Israel gibt Hoffnung auf Regimewechsel auf

Israel hat nach einem Bericht des US-Magazins "Wall Street Journal" (WSJ) den Schwerpunkt seiner Luftangriffe im Iran verändert. Demnach geht die Regierung von Benjamin Netanjahu davon aus, dass sich das Ende des Krieges nähert – und damit auch die Hoffnung auf einen Regimewechsel in Teheran schwindet. Stattdessen rücken nun erneut konkrete militärische Ziele in den Vordergrund, um die Fähigkeiten des Iran möglichst dauerhaft zu schwächen.

Seit dem 28. Februar sollen die USA und Israel laut WSJ rund 18.000 Ziele im Iran angegriffen haben. Zunächst seien wichtige Teile der iranischen Führung getroffen worden, anschließend rückten Stützpunkte der Sicherheitskräfte in den Fokus. Dem Bericht zufolge wurden Flughäfen, Flugzeuge, Häfen, Schiffe, Waffenlager und Rüstungsfabriken bombardiert, ebenso Standorte des iranischen Atomprogramms. Einige Ziele würden nun erneut attackiert, um den Schaden weiter zu erhöhen.

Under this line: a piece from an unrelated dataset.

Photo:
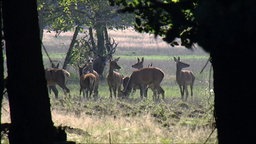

Trump drängt auf baldiges Kriegsende

In Jerusalem wächst laut WSJ die Überzeugung, dass die US-Regierung ein rasches Ende des Konflikts anstrebt. Der Iran-Krieg sei in der US-Öffentlichkeit unpopulär, heißt es in dem Bericht. Mit der US-Politik vertraute Quellen bestätigen dem Magazin, dass Washington ein baldiges Kriegsende im Blick habe.

US-Präsident Donald Trump hatte mehrfach erklärt, die USA hätten im Iran "nahezu alle Ziele" erreicht und "schon längst gewonnen". Es fehle nur noch eine Einigung mit Teheran. Konkrete Verhandlungen sind jedoch nicht erkennbar. Nach Angaben des WSJ tauschen Washington und Teheran derzeit nur über Vermittler Nachrichten aus, direkte Gespräche fänden nicht statt.

Für Israel bedeutet das nach Einschätzung des Magazins: Bis zum Ende des Krieges soll so viel militärische Kapazität des Iran wie möglich zerschlagen werden. Das US-Zentralkommando teilte demnach mit, die USA und Israel hätten einen Großteil der Anlagen, mit denen der Iran Raketen, Drohnen und Kriegsschiffe produziere, schwer beschädigt oder zerstört.

- Anzeige -
- Anzeige -

"Sehr systematisch und akribisch"

Der Iran-Experte Farzin Nadimi vom Thinktank Washington Institute beschreibt die neue Linie in deutlichen Worten. Das WSJ zitiert ihn so:

"Es sieht so aus, als würde sich der Fokus von einer Operation, die darauf abzielt, das Regime zu destabilisieren und aus dem Gleichgewicht zu bringen, hin zu einer Operation verlagern, die diese Gelegenheit nutzt, um die militärischen Fähigkeiten des Iran zu schwächen, bevor sie den Vorhang fallen lassen."

Nadimi betont laut WSJ außerdem, fast jede ihm bekannte Fabrik des iranischen militärisch-industriellen Komplexes sei getroffen worden, "die meisten davon mindestens zweimal". In dieser Hinsicht gingen USA und Israel "sehr systematisch und akribisch" vor.

Israelische Sicherheitsbeamte bewerten die Angriffe dem Bericht zufolge als Erfolg – selbst dann, wenn sie jetzt enden würden. Dennoch gibt es Zweifel: Einige ehemalige hochrangige israelische Sicherheitsvertreter:innen zeigen sich laut WSJ deutlich skeptischer.

Golfstaaten fürchten rasches Kriegsende

Denn wichtige politische Ziele seien bislang nicht erreicht. Dem Bericht nach hat der Iran bislang nicht zugestimmt, die Urananreicherung zu stoppen oder Bestände an hoch angereichertem Uran abzugeben. Auch Einschränkungen beim Arsenal an ballistischen Raketen oder bei der Finanzierung verbündeter Milizen im Nahen Osten habe Teheran nicht akzeptiert.

Zusätzlich wächst die Sorge in den arabischen Golfstaaten. Länder, die während des Krieges selbst vom Iran beschossen wurden, fürchten laut WSJ, dass ein rasches Kriegsende die Kontrolle Teherans über die strategisch wichtige Straße von Hormus stärken könnte. Dadurch könnte der Iran stärkeren Einfluss auf die Energieindustrie gewinnen, die für diese Staaten lebenswichtig ist.